Data: 01/03/2019 Compartilhe esta notícia

 O DESASTRE DO ODRE VELHO

Já me assemelho a um odre na fumaça; contudo, não me esqueço dos teus decretos. Salmo 119:83

           Odre defumado é odre envelhecido. Sou antigo, sou velho como Davi, mas ainda não me esqueci do concerto da graça feito com Abraão. Os decretos eternos ainda não foram substituídos. A graça nunca foi temporária ou provisória. Por isso, o evangelho acaba escandalizando a religião construída na esteira da história exalando a pecado e transpirando pelo esforço da carne.

Jesus foi consultado por uma turminha que achava esquisita a falta do jejum entre os seus discípulos. Essa gente ardilosa apontava para os discípulos de João e dos fariseus como sendo praticantes exemplares dessa disciplina da alma, e indagava de Jesus a ausência desta matéria entre os alunos do Mestre da Galiléia.

Jesus, porém, lhes disse: Podeis fazer jejuar os convidados para o casamento, enquanto está com eles o noivo? Dias virão, contudo, em que lhes será tirado o noivo; naqueles dias, sim, jejuarão. Lucas 5:34-35.

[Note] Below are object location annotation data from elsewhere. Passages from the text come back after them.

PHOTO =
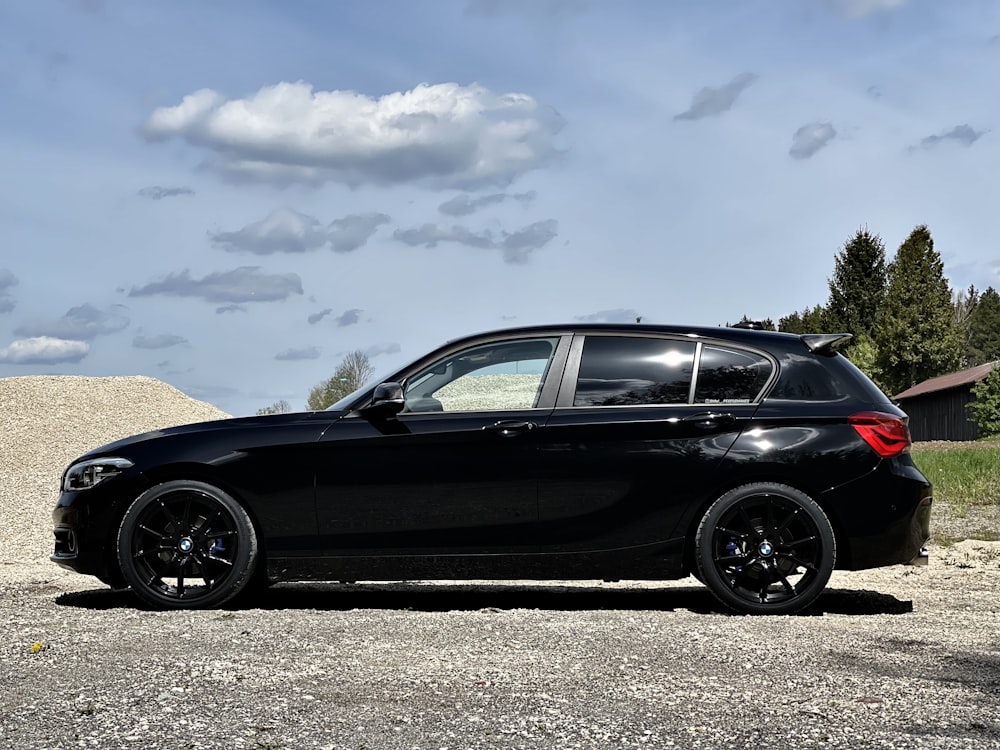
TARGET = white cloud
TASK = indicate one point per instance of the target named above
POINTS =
(43, 350)
(244, 284)
(443, 134)
(80, 322)
(378, 350)
(294, 355)
(282, 231)
(852, 9)
(158, 192)
(618, 315)
(463, 205)
(963, 134)
(517, 246)
(7, 280)
(709, 101)
(160, 341)
(811, 138)
(353, 231)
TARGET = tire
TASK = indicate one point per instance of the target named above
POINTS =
(187, 545)
(765, 549)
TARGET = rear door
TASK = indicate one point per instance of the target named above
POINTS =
(639, 433)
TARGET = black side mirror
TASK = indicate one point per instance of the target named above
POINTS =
(387, 401)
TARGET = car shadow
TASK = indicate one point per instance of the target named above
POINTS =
(424, 597)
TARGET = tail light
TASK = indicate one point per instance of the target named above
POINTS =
(887, 434)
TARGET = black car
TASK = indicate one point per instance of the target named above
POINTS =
(756, 461)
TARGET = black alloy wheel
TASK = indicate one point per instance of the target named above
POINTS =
(186, 544)
(765, 549)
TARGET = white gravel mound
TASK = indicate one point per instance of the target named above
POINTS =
(50, 420)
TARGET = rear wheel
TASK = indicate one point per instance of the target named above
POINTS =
(765, 549)
(185, 544)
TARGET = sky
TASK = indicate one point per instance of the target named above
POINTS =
(230, 196)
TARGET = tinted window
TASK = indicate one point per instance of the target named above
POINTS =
(824, 378)
(726, 376)
(624, 371)
(499, 376)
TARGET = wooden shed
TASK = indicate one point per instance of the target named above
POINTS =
(937, 406)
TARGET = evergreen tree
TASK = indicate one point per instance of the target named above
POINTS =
(983, 342)
(916, 337)
(965, 304)
(352, 373)
(278, 407)
(807, 321)
(858, 286)
(984, 409)
(864, 355)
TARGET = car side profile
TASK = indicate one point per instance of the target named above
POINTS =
(756, 461)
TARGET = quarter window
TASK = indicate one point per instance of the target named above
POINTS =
(630, 371)
(726, 376)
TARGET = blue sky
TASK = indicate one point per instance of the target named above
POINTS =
(230, 196)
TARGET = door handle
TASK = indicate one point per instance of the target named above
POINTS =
(510, 428)
(708, 420)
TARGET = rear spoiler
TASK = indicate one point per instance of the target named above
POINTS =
(823, 342)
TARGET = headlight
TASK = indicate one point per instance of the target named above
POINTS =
(90, 473)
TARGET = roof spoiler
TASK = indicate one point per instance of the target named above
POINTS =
(823, 342)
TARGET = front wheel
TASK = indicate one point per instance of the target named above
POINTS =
(765, 549)
(186, 544)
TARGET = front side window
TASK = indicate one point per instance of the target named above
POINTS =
(633, 370)
(728, 376)
(491, 377)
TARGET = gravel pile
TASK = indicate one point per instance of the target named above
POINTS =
(50, 420)
(893, 658)
(511, 391)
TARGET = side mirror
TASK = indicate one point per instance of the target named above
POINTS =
(387, 401)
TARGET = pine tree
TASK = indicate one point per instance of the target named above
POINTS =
(983, 343)
(858, 286)
(984, 409)
(808, 321)
(915, 335)
(352, 373)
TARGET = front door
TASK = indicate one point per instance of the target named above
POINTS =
(455, 473)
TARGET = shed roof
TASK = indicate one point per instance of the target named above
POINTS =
(946, 382)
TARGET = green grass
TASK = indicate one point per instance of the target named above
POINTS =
(964, 474)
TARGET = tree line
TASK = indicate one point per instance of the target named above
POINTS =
(907, 323)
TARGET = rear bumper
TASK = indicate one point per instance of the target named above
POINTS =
(884, 517)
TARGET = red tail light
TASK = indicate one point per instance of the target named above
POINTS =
(887, 434)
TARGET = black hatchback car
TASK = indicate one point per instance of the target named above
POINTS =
(756, 461)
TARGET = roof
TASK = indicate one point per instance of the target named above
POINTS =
(947, 382)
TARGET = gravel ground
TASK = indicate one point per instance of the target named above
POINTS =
(893, 658)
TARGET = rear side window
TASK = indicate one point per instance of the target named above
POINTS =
(728, 376)
(631, 371)
(830, 377)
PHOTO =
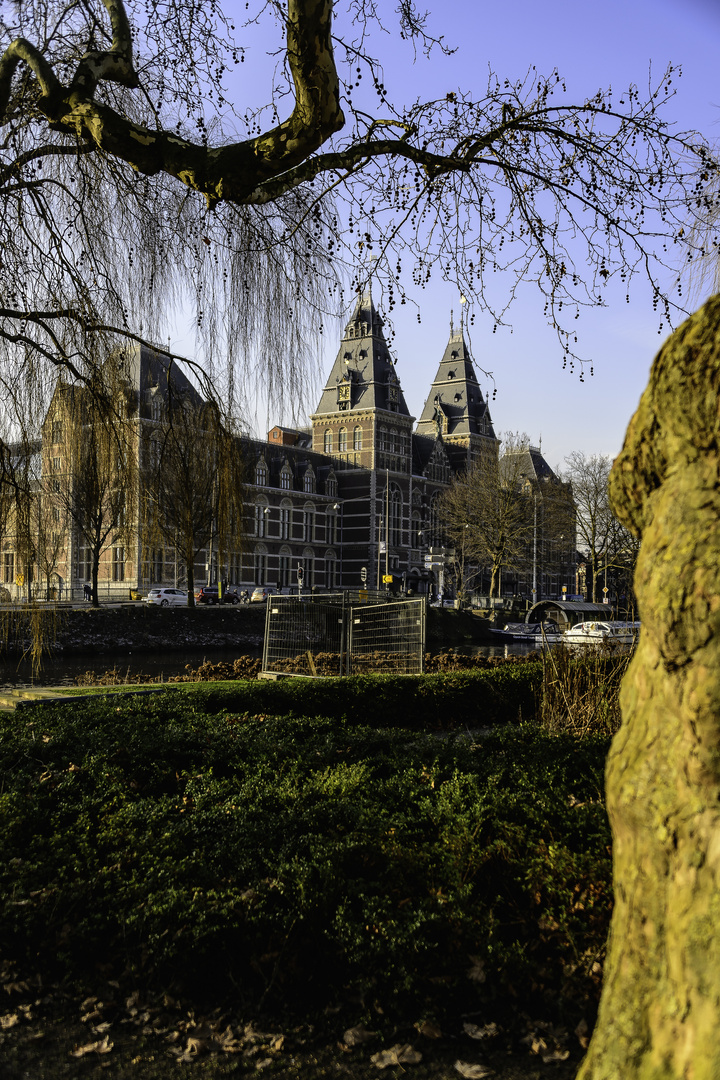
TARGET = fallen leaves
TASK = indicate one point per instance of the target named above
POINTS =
(473, 1071)
(103, 1047)
(399, 1054)
(354, 1036)
(487, 1031)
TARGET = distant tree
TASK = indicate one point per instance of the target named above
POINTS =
(193, 495)
(128, 181)
(95, 483)
(487, 515)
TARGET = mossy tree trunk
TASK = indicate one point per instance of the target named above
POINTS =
(660, 1014)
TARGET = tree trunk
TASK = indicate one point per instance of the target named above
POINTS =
(190, 571)
(660, 1013)
(96, 563)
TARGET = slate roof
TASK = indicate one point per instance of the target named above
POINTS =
(456, 395)
(363, 364)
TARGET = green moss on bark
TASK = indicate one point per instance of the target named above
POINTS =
(660, 1015)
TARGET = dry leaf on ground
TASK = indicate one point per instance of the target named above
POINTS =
(399, 1054)
(430, 1029)
(104, 1047)
(473, 1071)
(476, 972)
(475, 1031)
(354, 1036)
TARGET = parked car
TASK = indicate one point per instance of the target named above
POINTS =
(167, 597)
(208, 594)
(261, 594)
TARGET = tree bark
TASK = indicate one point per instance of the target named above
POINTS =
(660, 1013)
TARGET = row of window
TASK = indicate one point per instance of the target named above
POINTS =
(309, 525)
(261, 478)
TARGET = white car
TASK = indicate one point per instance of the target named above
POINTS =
(260, 595)
(167, 597)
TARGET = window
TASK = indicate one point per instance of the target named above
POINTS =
(9, 567)
(416, 531)
(395, 516)
(284, 569)
(118, 564)
(84, 561)
(260, 565)
(234, 568)
(261, 514)
(285, 523)
(330, 569)
(331, 526)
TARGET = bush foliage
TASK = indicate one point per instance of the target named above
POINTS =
(297, 863)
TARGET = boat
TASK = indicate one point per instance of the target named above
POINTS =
(532, 633)
(608, 632)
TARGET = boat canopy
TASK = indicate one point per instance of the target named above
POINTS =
(566, 613)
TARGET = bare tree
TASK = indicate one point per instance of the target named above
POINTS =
(93, 481)
(128, 183)
(487, 515)
(193, 499)
(609, 547)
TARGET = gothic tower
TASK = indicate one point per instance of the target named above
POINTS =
(456, 410)
(362, 418)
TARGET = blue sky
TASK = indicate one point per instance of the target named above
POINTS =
(593, 46)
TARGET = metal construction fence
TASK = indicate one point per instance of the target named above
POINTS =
(340, 634)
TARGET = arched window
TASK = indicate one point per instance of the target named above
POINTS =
(261, 514)
(331, 525)
(309, 523)
(260, 564)
(331, 569)
(415, 530)
(395, 516)
(284, 567)
(285, 520)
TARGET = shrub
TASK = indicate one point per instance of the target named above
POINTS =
(298, 861)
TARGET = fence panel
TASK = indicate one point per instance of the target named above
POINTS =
(304, 636)
(329, 635)
(388, 638)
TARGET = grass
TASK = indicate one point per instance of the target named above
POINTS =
(209, 841)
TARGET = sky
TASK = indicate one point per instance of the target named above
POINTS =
(593, 46)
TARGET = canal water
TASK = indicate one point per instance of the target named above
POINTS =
(65, 671)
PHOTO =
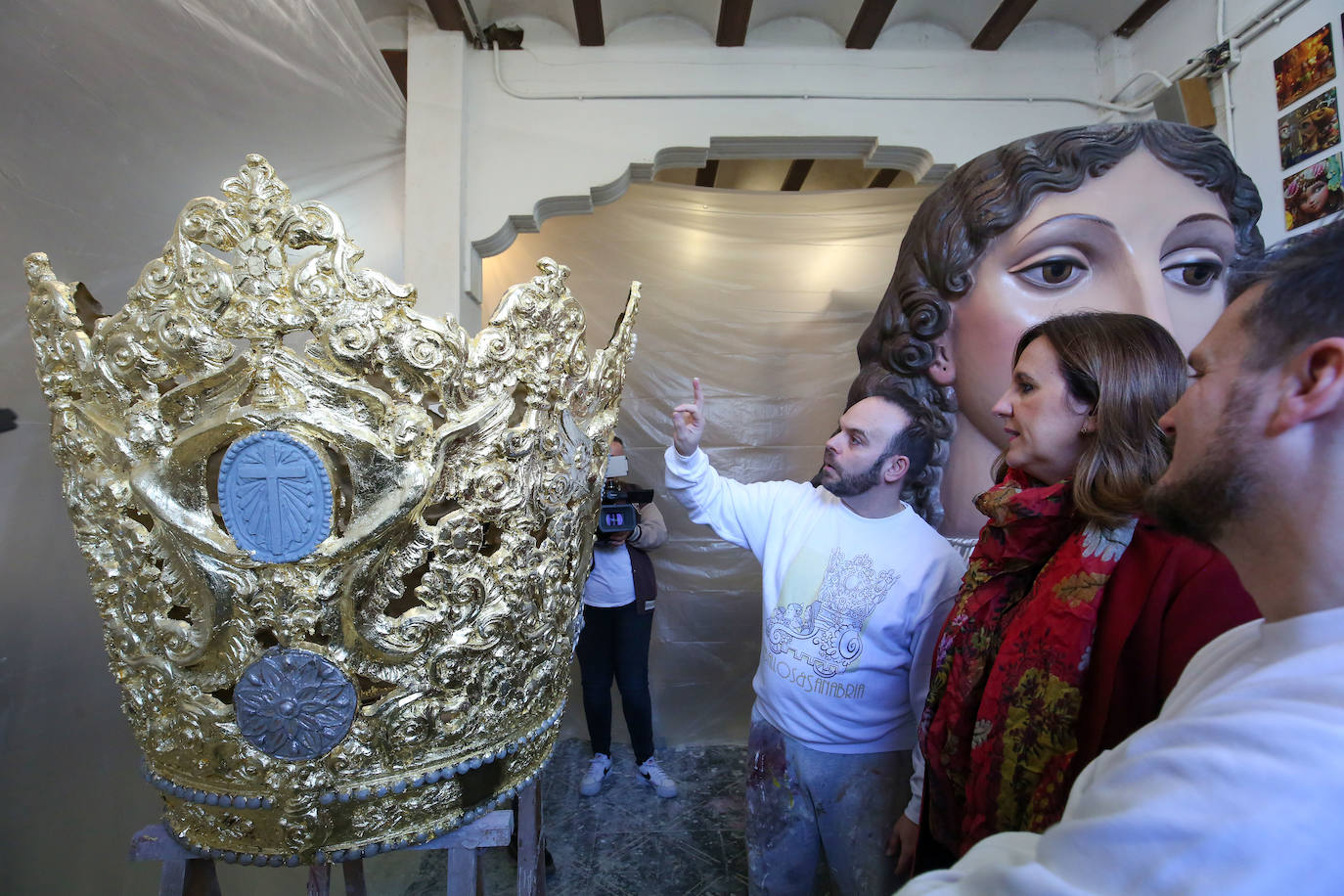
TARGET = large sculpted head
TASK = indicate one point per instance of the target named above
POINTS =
(337, 547)
(1138, 218)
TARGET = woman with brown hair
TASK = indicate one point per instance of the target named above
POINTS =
(1077, 614)
(1136, 218)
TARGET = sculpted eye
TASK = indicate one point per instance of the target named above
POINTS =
(1193, 274)
(1053, 273)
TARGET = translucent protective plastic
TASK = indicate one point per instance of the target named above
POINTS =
(762, 295)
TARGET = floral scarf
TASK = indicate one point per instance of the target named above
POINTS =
(1000, 727)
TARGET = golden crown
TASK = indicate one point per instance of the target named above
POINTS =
(337, 547)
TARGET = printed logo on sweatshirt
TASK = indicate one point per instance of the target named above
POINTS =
(829, 632)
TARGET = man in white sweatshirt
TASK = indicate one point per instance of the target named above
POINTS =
(1238, 784)
(855, 587)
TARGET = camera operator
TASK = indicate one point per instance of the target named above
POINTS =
(617, 623)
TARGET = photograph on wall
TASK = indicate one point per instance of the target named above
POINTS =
(1314, 193)
(1304, 67)
(1311, 128)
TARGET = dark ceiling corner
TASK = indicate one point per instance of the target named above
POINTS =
(395, 61)
(869, 23)
(1002, 23)
(1139, 18)
(734, 17)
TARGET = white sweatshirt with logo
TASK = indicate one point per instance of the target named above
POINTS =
(852, 607)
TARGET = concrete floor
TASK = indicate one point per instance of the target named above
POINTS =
(624, 841)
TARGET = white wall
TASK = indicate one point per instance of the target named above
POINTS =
(521, 152)
(1186, 27)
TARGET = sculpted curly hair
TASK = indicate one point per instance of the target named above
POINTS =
(985, 198)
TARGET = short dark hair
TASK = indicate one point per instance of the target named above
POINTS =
(1304, 298)
(1129, 371)
(916, 439)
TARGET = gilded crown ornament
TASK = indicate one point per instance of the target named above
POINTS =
(337, 547)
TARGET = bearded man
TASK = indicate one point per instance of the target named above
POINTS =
(855, 589)
(1236, 786)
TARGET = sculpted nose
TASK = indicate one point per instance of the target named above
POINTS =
(1150, 297)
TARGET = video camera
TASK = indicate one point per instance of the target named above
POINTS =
(618, 512)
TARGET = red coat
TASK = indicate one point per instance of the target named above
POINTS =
(1167, 598)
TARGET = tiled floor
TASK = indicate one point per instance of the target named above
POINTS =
(628, 841)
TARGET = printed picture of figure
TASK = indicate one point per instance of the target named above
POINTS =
(1314, 193)
(1304, 67)
(1311, 128)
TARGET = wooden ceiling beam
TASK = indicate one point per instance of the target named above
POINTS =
(797, 173)
(733, 22)
(704, 176)
(1136, 21)
(869, 23)
(588, 15)
(395, 61)
(1002, 23)
(883, 179)
(448, 15)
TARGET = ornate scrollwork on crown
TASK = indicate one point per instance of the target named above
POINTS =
(337, 546)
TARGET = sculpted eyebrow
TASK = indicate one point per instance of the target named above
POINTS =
(1077, 218)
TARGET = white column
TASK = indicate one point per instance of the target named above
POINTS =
(434, 183)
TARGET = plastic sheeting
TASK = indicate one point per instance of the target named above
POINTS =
(762, 295)
(113, 117)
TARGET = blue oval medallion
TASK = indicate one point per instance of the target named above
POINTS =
(274, 496)
(294, 704)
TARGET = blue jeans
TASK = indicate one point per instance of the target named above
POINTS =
(809, 812)
(614, 643)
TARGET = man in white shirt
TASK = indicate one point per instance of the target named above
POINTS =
(855, 587)
(1238, 784)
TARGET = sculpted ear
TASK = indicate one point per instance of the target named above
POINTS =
(1314, 385)
(944, 370)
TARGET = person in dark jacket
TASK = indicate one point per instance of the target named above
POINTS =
(617, 623)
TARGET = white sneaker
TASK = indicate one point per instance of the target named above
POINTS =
(653, 776)
(592, 784)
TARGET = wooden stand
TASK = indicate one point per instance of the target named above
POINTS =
(189, 874)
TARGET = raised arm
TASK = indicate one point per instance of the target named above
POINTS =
(739, 514)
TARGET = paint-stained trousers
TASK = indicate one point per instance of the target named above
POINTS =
(813, 814)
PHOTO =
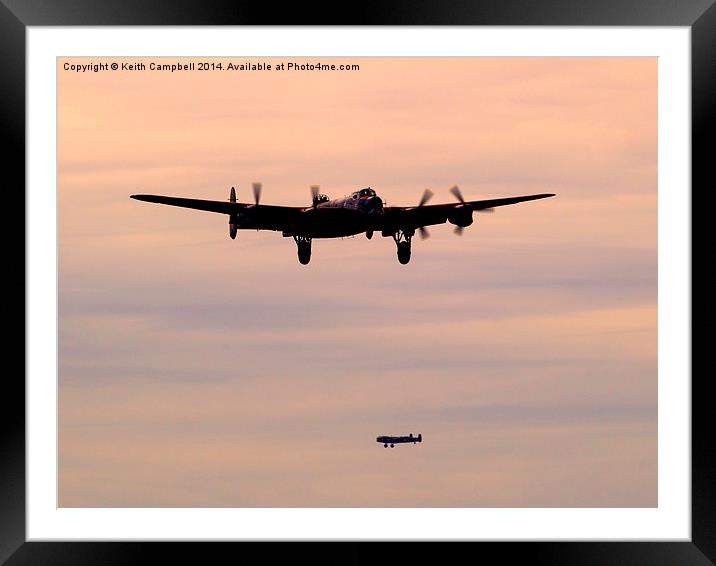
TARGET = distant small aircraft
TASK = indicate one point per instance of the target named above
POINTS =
(361, 212)
(393, 440)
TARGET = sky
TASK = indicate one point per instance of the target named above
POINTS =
(197, 371)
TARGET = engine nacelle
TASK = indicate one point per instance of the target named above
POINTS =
(233, 226)
(461, 216)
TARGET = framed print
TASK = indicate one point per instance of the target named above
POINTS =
(214, 353)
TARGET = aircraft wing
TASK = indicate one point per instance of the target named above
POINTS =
(262, 214)
(431, 214)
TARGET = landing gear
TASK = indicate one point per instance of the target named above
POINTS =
(304, 248)
(402, 240)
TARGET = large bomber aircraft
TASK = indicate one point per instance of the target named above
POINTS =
(361, 212)
(393, 440)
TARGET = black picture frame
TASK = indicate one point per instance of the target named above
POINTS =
(17, 15)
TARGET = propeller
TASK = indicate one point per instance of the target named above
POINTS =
(257, 193)
(427, 195)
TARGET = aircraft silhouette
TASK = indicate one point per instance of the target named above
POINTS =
(393, 440)
(361, 212)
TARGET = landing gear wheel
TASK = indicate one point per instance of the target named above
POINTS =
(403, 239)
(304, 249)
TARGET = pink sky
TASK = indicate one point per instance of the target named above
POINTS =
(200, 371)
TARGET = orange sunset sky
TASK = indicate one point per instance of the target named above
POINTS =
(197, 371)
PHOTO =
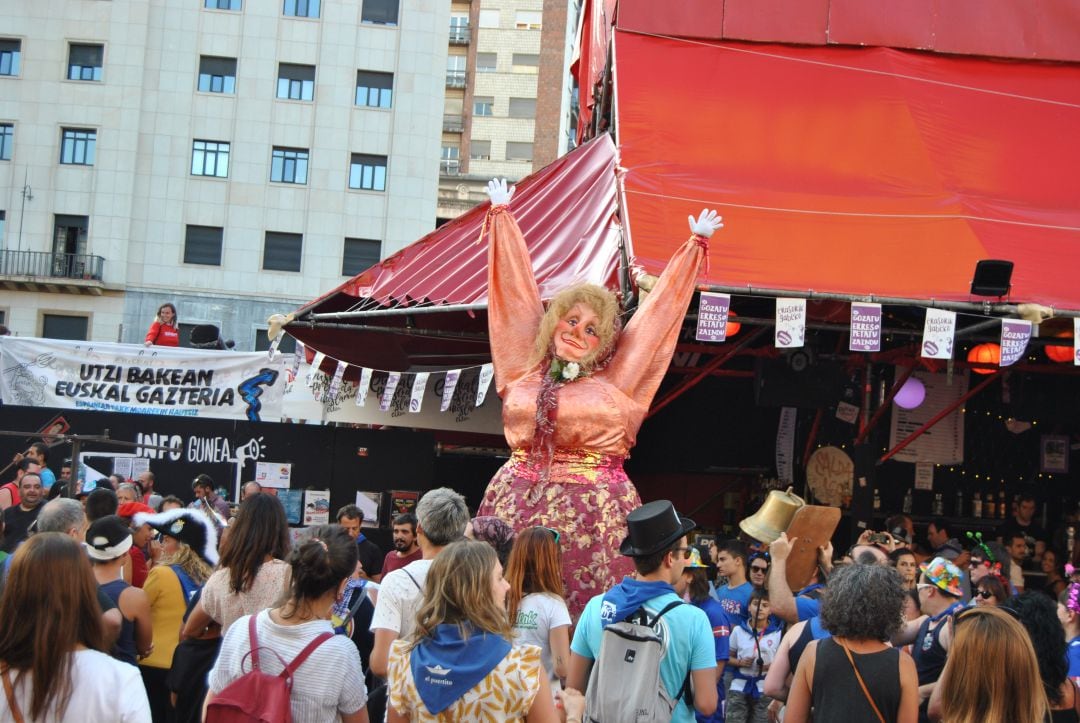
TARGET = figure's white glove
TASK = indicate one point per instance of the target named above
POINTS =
(706, 224)
(498, 192)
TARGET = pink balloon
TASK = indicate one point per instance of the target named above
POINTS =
(910, 395)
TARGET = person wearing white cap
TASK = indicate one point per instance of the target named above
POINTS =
(108, 541)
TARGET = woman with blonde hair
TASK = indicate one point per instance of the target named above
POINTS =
(459, 664)
(991, 674)
(538, 612)
(51, 644)
(575, 390)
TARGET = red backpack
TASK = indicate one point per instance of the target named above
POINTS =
(258, 696)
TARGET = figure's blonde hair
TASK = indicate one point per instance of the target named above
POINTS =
(597, 298)
(991, 672)
(458, 591)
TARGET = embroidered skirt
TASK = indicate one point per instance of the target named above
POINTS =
(586, 498)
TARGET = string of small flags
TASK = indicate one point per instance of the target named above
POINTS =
(393, 380)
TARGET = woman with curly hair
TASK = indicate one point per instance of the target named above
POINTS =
(575, 390)
(253, 574)
(51, 645)
(538, 612)
(991, 673)
(854, 675)
(459, 664)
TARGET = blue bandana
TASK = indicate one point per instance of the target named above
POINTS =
(623, 600)
(445, 667)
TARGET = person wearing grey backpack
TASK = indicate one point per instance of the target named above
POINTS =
(639, 653)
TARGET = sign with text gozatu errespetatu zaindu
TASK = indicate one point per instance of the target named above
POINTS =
(133, 378)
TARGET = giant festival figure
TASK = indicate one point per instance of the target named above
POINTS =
(575, 390)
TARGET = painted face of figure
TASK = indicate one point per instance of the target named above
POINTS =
(577, 334)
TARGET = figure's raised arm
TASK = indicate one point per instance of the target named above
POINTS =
(647, 344)
(513, 299)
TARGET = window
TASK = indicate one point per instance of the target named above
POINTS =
(374, 90)
(84, 62)
(296, 82)
(360, 254)
(368, 172)
(77, 146)
(526, 63)
(518, 151)
(202, 244)
(282, 252)
(10, 54)
(480, 150)
(301, 8)
(450, 162)
(210, 158)
(7, 141)
(523, 107)
(289, 165)
(486, 62)
(217, 75)
(62, 326)
(528, 19)
(379, 12)
(456, 70)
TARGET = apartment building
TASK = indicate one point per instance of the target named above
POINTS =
(510, 103)
(233, 157)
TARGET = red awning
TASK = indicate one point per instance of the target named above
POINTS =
(567, 214)
(852, 171)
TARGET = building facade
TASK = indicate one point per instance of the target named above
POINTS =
(232, 157)
(509, 96)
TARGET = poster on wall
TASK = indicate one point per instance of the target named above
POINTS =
(316, 507)
(273, 473)
(369, 504)
(129, 377)
(293, 501)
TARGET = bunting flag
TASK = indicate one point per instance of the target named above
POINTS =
(1015, 334)
(419, 384)
(449, 384)
(363, 386)
(388, 393)
(791, 323)
(937, 332)
(486, 372)
(865, 327)
(713, 317)
(336, 382)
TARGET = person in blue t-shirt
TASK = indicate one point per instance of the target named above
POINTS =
(731, 563)
(696, 581)
(658, 544)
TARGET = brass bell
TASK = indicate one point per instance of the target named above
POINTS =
(773, 517)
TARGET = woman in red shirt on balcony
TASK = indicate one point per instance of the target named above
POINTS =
(163, 331)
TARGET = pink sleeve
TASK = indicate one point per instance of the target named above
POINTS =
(513, 299)
(647, 344)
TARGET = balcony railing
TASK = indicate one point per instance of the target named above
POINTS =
(459, 35)
(45, 265)
(453, 124)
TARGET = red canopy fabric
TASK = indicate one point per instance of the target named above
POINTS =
(853, 171)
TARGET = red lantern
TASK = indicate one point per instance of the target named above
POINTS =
(733, 325)
(985, 353)
(1060, 353)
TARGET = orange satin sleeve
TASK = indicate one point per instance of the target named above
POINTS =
(513, 299)
(648, 342)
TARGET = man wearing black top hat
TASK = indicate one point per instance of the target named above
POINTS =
(658, 545)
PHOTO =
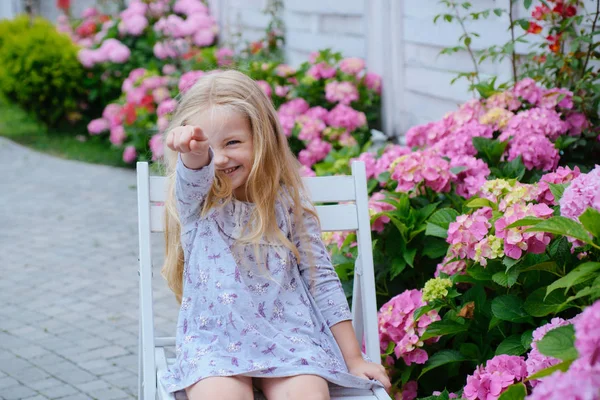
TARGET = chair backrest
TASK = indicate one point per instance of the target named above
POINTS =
(352, 215)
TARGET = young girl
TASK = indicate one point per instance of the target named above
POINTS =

A partir desta resposta o Senhor lhes conta uma parábola bem esclarecedora para mostrar o equívoco da religião do mérito. Ninguém tira um pedaço de veste nova e o põe em veste velha; pois rasgará a nova, e o remendo da nova não se ajustará à velha. E ninguém põe vinho novo em odres velhos, pois o vinho novo romperá os odres; entornar-se-á o vinho, e os odres se estragarão. Lucas 5:36-37.

Jesus vai tratar aqui nesta parábola de um modelo já ultrapassado. O Judaísmo vigente em sua época era um sistema arquitetado no tempo em que o povo Judeu estivera escravo na Babilônia. Tratava-se de um recipiente formatado na mentalidade humanista e que havia se tornado arcaico e sem qualquer significado para a realidade nova que estava em processo na vida da nova comunidade da Galiléia.

A fé cristã em andamento não cabia neste odre enrijecido, atrofiado e prestes a se romper com a expansão natural do mosto novo em sua força efervescente. Um odre esclerosado e inflexível não suporta a dilatação causada pelo frescor do vinho jovem. O sistema religioso do velho judaísmo não aguentaria a amplitude da liberdade cristã.

Para Jesus, o vinho novo deve ser posto em odres novos [e ambos se conservam]. Lucas 5:38. As novas do Evangelho devem ser acondicionadas em odres novos. A greve de fome não pode subsidiar a fartura do Pão. A tristeza do velório não consegue garantir a festa do casamento com a sepultura escancarada. O modelo da obediência a fórceps sacado pela lei, nada tem a ver com a obediência patrocinada pelo amor incondicional.

Nós precisamos entender a velhice de uma proposta, sem, contudo, nos atrelar à terrível caduquice de qualquer sistema que tenha sido condenado por Jesus. O Cristianismo, pelo tempo decorrido, já é um odre na fumaça, todavia, é imperioso ver a sua atualidade. Vamos procurar descobrir aqui aquilo que é permanente no estilo cristão; aquilo que foi introduzido pelos adversários camuflados; e aquilo que faz parte do momento histórico.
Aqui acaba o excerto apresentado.